Here's a different why/how question I'm currently interested in- we all know massage reduces anxiety, but no one really knows why or how. If we could figure out what exactly is acting on a person to reduce anxiety, and beyond the "well massage is relaxing" theory, imagine how that information could be used?? So, I don't buy the "who cares how it works" cop-out.

I saw the disagreement between Bert and Chris (maybe others?) about the type of research design appropriate for studying energy work, and I just wanted to add my 2 cents in on that. In order to have a true experiment, where you determine real cause and effect, you need to have randomly assigned groups with appropriate controls- otherwise known as a RCT (randomized controlled trial). There are other research designs that can identify relationships between factors, but without controlling for confounding variables and randomizing group assignment to create more or less equal and unbiased groups, you cannot say A caused B. Bert, you are correct that there are limitations to this. However, I think that with careful planning and multuple "arms" (groups), it would be possible to do an RCT that would show whether energy work is effective due to energy or some other factor.
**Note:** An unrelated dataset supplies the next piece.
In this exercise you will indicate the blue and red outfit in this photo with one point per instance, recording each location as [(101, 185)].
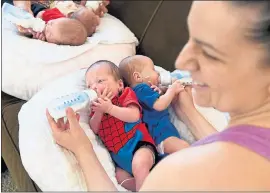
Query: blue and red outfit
[(158, 122), (124, 139)]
I found a nice short article on RCT's here http://www.bmj.com/cgi/content/full/316/7126/201.

Rosemary- I'm going to check out that site you made now, it's a great idea!
I think it's been a great thread, but I see how one may want to stay away from it as emotions, miscommunication, and generalizations can get in the way.

The articles have been great, and you, Robin, Bert, Vlad an couple others have made some really good points about research (including the article on Affective Massage Therapy which got me hooked on this thread).


Christopher A. Moyer said:
Emmanuel Bistas said:
Bert, I agree with that statement. I think the people who stumble across this discussion see that too.

Bert Davich said:
At this point I feel that if you are unwilling to explore other models of experimentation, it appears you are just pushing buttons to elicit a reaction.

Hi Emmanuel.

I'm sorry to hear that's how some folks are interpreting it. This thread has contained some good discussions, and several people have written me to tell me that they are glad I started it, and that the massage therapy profession needs its connection to energy work challenged.

I've also had several people who do massage therapy research tell me that they have been following this thread but won't participate in it because they find it exasperating. Notice that there are hardly any other researchers participating in this discussion.

Finally, I myself am not engaged in energy work research, unless one considers massage therapy research to be synonymous. If folks fear that my skepticism on the subject blinds me to the way it really should be researched, they have nothing to worry about, because I'm not researching it. Why am I not researching it? Because I think it would be a waste of time to do so. But that's just me. Other people are interested in researching it, and they can choose to do that. If they do choose to do that, they may be interested in knowing how someone like myself would critique their research. I, or someone like me, might end up as a reviewer of their study, after all.